His daughter finally caught her breath, then glared at him.
“You can’t just put me in charge of the mission,” she said. “There are far more qualified and experienced healers out there than me, and the council won’t tolerate you abusing your position like this.”
“I already cleared it with them,” Yusef said. “There are more experienced healers— healers who have saved more patients, better
chirurgeons, more perceptive seers, and more knowledgeable herbalists. At almost any single thing, you can find someone better than you. Not many, though. You rank near the top of all the healers in skill at nearly everything. You’re one of the best-rounded healers in Lothain, and there’s not a one of the Vowless that compares to you.”
Nalda still looked skeptical.
“Not to mention,” Yusef continued, “you’re one of the few healers that both the Patient and the Dedicated still respect.”

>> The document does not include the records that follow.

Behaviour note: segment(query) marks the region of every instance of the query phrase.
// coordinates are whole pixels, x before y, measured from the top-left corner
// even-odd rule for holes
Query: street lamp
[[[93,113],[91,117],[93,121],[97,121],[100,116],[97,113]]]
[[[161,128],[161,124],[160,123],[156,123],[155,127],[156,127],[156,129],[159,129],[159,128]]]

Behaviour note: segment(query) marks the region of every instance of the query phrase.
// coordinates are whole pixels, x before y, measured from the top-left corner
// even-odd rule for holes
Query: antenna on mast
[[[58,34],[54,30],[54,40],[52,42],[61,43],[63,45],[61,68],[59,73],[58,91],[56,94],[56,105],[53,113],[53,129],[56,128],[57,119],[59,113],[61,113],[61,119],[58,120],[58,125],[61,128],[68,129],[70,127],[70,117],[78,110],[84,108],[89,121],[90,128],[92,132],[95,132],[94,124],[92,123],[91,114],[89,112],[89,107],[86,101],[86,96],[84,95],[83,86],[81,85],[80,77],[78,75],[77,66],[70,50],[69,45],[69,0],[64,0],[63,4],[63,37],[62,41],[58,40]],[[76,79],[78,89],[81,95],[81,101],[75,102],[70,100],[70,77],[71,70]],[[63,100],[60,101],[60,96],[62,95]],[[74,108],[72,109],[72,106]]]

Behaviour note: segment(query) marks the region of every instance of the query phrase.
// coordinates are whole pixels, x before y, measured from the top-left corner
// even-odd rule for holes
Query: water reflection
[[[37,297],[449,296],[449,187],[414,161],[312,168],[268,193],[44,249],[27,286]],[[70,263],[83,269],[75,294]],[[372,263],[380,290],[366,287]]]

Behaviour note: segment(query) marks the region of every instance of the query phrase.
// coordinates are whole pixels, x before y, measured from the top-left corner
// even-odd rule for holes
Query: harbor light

Nalda rolled her eyes at that, but seemed to relax a bit. The feuding between the two factions had grown steadily over the last few decades, with the Dedicated pushing for changes to doctrine more and more rapidly, and the Patient resisting the speed of those changes. It wasn’t that the latter were opposed to change for its own sake— the core of the goddesses’ teaching was that their children must come to learn and understand the world on their own. It was, instead, the Patient belief that the Moonsworn must be cautious when trying new techniques, for lives were at stake. It wasn’t that the Dedicated were incautious or didn’t care for the safety of their patients— though the Patient definitely accused them of such on a regular basis— it was that the sheer speed at which the Dedicated had been producing new treatments, ideas, and diagnoses was coming at a dangerously swift pace over the last few decades, as though the Moon herself had begun delivering them to the Dedicated in the holy city through dreams. Adapting to so many changes so quickly was challenging at best, and it was seldom at its best.
Yusef and Nalda had been two of the few to stay neutral between the factions in Lothain. Relations had been growing steadily more acrimonious, but there hadn’t been any brawls or outright riots between the factions, like there had been in other cities.